The Cybersecurity and Infrastructure Security Agency's cyber incident reporting draft rule is facing significant pushback from trade groups and lawmakers.
The rule would mandate critical infrastructure entities to make cyber incident and ransomware disclosures within a 72- and 24-hour period, respectively, but has been reported by many as going too far.
Dr Ilia Kolochenko, CEO at ImmuniWeb and Adjunct Professor of Cybersecurity at Capital Technology University, commented:
“The proposed CISA incident reporting rule, when applied to critical national infostructure (CNI) entities, does not appear to be excessive or disproportionally burdensome. 72 hours is a reasonable timeframe – for a CNI – to file a first report about an incident.
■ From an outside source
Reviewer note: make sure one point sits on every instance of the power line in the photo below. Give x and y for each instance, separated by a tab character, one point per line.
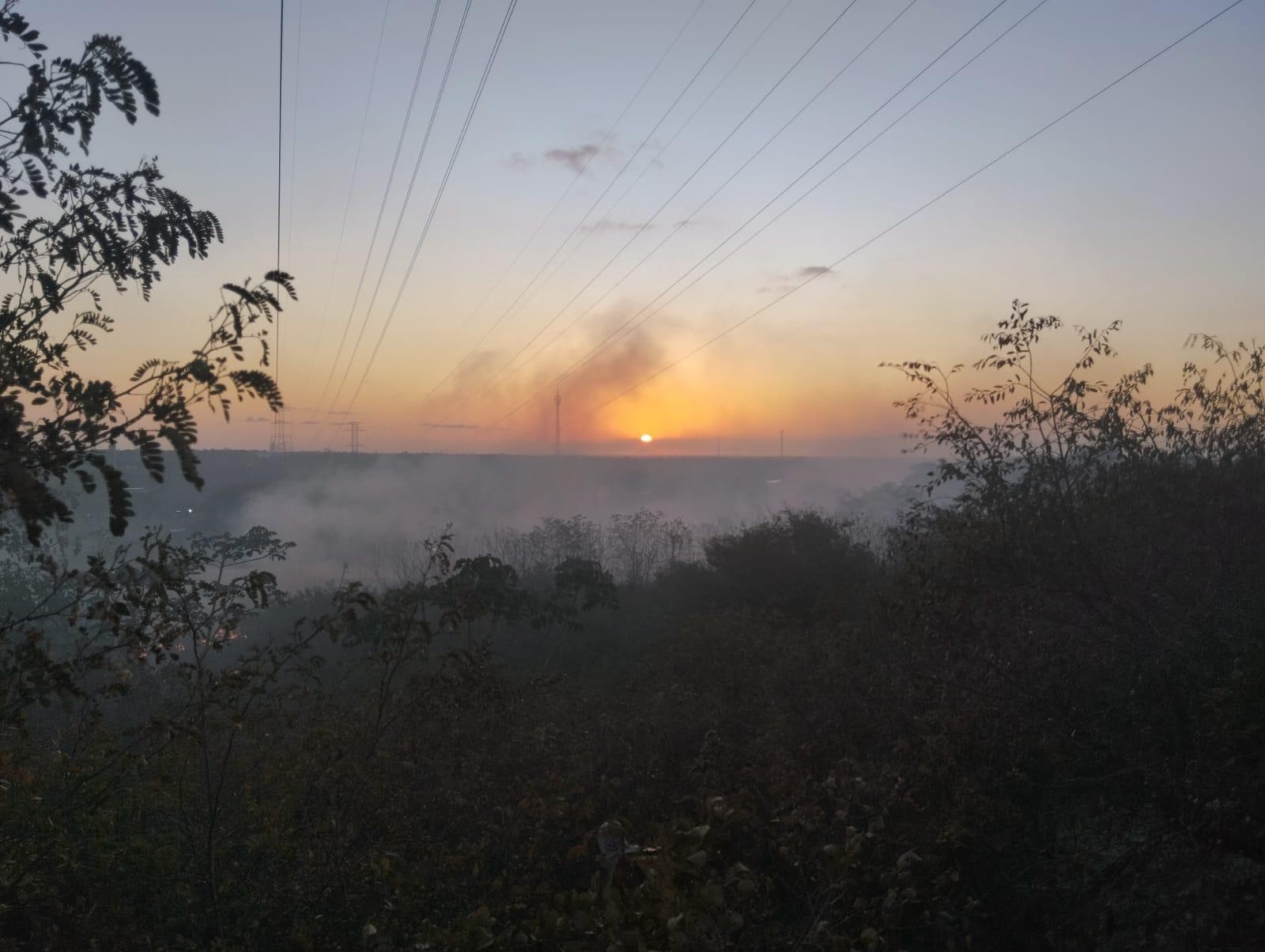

Moreover, in some cases like purposely destructive cyber-attacks backed by foreign nation states, the effect of such attack on a CNI is so tangible that it can make national news headlines within minutes. To compare, in India, many companies – not just CNIs – are now required to notify Indian CERT (CERT-In) within 6 hours after detecting an incident. Likewise, many data protection laws around the globe have similar 72-hour deadlines for incident reporting.
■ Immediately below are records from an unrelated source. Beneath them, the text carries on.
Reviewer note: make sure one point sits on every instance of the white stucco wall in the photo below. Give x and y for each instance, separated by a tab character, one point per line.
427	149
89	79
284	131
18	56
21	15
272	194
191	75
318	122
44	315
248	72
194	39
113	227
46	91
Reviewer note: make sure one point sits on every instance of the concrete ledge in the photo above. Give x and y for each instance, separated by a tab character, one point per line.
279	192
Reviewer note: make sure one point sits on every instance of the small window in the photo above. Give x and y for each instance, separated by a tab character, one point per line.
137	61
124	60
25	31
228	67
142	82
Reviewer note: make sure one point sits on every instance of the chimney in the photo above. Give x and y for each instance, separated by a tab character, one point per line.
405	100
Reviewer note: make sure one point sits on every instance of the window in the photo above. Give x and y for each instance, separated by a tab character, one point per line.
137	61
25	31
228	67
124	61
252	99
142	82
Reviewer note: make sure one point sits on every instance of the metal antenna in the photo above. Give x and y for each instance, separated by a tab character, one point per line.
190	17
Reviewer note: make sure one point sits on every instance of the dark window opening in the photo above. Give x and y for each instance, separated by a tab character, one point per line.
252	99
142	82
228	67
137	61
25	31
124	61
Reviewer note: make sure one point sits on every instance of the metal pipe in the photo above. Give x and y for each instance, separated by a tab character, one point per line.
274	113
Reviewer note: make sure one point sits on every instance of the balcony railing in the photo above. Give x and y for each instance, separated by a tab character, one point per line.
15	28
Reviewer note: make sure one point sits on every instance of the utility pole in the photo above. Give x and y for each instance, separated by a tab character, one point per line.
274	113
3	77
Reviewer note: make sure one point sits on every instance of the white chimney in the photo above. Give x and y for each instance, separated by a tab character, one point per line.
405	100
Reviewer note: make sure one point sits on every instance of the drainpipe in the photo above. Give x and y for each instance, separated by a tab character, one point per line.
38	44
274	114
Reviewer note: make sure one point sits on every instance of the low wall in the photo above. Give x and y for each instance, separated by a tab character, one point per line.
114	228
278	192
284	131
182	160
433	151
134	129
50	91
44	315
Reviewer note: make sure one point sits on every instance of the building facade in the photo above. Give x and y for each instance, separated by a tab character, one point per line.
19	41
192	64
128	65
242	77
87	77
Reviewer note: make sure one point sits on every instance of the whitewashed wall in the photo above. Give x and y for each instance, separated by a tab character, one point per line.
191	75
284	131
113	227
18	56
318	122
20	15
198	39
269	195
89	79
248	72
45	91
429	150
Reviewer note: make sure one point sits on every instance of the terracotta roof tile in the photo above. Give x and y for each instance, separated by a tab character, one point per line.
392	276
Having said this, the pivotal question here is whether CISA has sufficient resources to adequately and timely review and respond to the avalanche of incident reports. Piling up the reports to gather dust on CISA’s bookshelves will bring from little to no value, moreover, it will waste already limited CISA’s human and operations resources that could be better invested. So, the key question is what happens once a report is filed and what CISA can do to minimize harm, prevent future attacks, or help apprehend the attackers.”